Summary of this article
Retirement planning compared to cricket innings.
Start early to maximise compounding power.
Corpus must match future lifestyle costs.
At the IDFC First Bank presents Outlook Money 40After40 Retirement Expo, Nikhil Varma, Head Bancassurance, Wealth Management, IDFC FIRST Bank, delivered a powerful and relatable session on retirement planning. His segment was framed as one to explain one of the most financially significant journeys of one's life. Data shared by IDFC First Bank shares financial planning for people in a very relatable format.
The 20s of one’s life are simply called the “Powerplay Overs”, with strategic moves such as rigorous saving, converting spending into disciplined savings, and setting up goals before lifestyle expenses escalate. With this, the emphasis was laid on building strong financial habits, rather than adapting to expensive lifestyle habits. This is supported by numbers that suggest if one starts saving Rs 5,000 per month at the age of 20 at nearly 8 to 12 per cent, one can exceed 3.16 crores by the time one reaches the age of 60.
Despite a rising participation in mutual funds, it is seen that the lifestyle expenses are outpacing the savings. Housing, dining, entertainment, and shopping have a command over the share of income in this age group. While the Consumer Price Index (CPI) inflation averages around 5 to 6 per cent, real lifestyle inflation in the 30s can rise to 12 to 14 per cent, which is contributed to by education, housing, and medical costs.
The 30s to 40s age group is defined as the years when consolidation becomes critical. Home EMIs take up 30 to 40 per cent of one's income in these years, in addition to the costs of supporting children’s education. Here, people have a good chance to cultivate their retirement corpus, as their salaries increase, but this can only happen with insightful and adaptive budgeting.
The 40s and 50s are the years which are almost impossible to ignore.
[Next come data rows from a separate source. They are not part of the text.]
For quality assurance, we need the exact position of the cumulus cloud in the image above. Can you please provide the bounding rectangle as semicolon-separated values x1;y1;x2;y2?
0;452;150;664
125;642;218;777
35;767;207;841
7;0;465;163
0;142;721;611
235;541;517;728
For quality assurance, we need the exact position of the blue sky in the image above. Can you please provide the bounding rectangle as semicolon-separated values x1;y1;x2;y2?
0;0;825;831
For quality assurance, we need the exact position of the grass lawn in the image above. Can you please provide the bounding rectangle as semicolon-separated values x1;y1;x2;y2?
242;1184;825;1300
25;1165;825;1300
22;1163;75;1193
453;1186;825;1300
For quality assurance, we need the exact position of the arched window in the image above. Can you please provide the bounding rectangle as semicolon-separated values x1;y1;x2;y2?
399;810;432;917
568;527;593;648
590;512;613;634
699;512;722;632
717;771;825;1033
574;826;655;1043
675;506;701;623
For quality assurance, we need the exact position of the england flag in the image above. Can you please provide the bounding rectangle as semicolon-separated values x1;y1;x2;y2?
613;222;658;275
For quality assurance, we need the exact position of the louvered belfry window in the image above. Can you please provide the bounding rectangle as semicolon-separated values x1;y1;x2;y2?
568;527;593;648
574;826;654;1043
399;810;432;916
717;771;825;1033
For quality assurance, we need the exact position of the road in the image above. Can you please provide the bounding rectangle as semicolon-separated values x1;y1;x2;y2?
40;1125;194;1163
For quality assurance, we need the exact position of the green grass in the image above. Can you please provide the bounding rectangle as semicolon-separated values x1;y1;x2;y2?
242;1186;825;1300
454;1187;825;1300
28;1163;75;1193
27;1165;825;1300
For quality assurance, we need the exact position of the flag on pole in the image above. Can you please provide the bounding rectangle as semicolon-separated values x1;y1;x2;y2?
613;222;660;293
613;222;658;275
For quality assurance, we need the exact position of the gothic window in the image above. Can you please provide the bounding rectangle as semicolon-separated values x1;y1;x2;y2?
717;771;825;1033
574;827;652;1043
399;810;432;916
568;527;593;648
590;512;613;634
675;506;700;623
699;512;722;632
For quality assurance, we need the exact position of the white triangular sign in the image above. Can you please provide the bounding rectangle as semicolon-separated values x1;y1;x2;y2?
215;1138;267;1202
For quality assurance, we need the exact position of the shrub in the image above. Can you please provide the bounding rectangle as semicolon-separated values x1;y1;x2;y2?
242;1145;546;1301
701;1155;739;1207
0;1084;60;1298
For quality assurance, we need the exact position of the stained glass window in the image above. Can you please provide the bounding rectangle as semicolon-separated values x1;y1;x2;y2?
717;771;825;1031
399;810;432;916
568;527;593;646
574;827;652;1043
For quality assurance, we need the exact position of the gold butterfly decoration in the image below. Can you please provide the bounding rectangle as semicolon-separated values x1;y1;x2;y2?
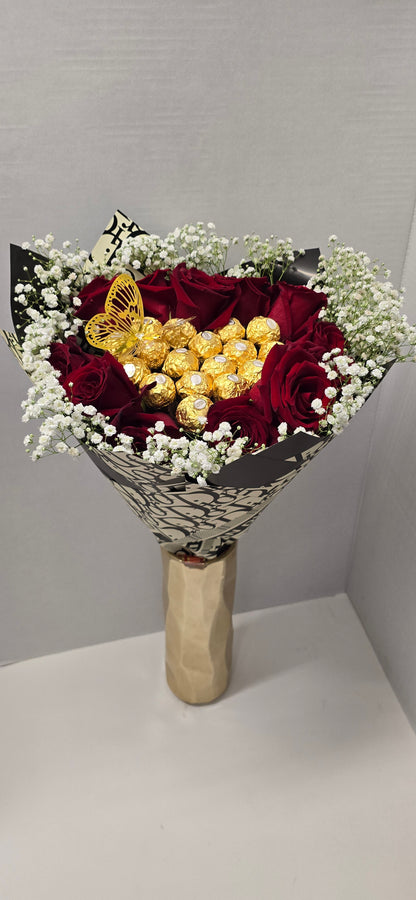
85;274;144;359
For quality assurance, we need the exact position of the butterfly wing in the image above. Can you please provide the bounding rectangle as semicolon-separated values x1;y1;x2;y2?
85;274;144;357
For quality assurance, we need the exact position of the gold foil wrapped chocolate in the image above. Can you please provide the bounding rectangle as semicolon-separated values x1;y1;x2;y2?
162;319;196;350
189;331;222;359
217;319;246;344
122;356;150;384
201;353;237;378
212;373;249;400
224;341;257;365
140;316;163;341
140;372;176;409
176;372;213;398
137;338;169;369
237;359;263;387
163;347;199;378
258;341;283;362
247;316;280;344
175;396;212;431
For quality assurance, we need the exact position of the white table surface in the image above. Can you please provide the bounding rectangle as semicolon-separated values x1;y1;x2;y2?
0;596;416;900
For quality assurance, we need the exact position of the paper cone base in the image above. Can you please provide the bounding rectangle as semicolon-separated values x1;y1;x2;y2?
162;543;237;704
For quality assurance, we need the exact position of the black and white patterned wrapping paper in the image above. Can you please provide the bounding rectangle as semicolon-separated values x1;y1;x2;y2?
87;434;328;560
Retirement may be 10 or 20 years away, but the peak earning years coincide with peak expenses, children’s education, weddings, medical costs, home loans, etc.
For those who are aged 50 and above, prudence enters. Income streams are now limited, all the while expenses are constantly on the rise. Post-retirement annuity income typically delivers around 5.50 per cent to 7.50 per cent. This underscores how the need for a retirement corpus is nearly 30 to 35 times the annual expenses, while keeping a safety net ahead of emergencies.
It was highlighted how a Rs 1 crore corpus has two different meanings at the age of 30 versus at the age of 60. The key is not just the size of savings but if financial goals and ability align with the future lifestyle goals.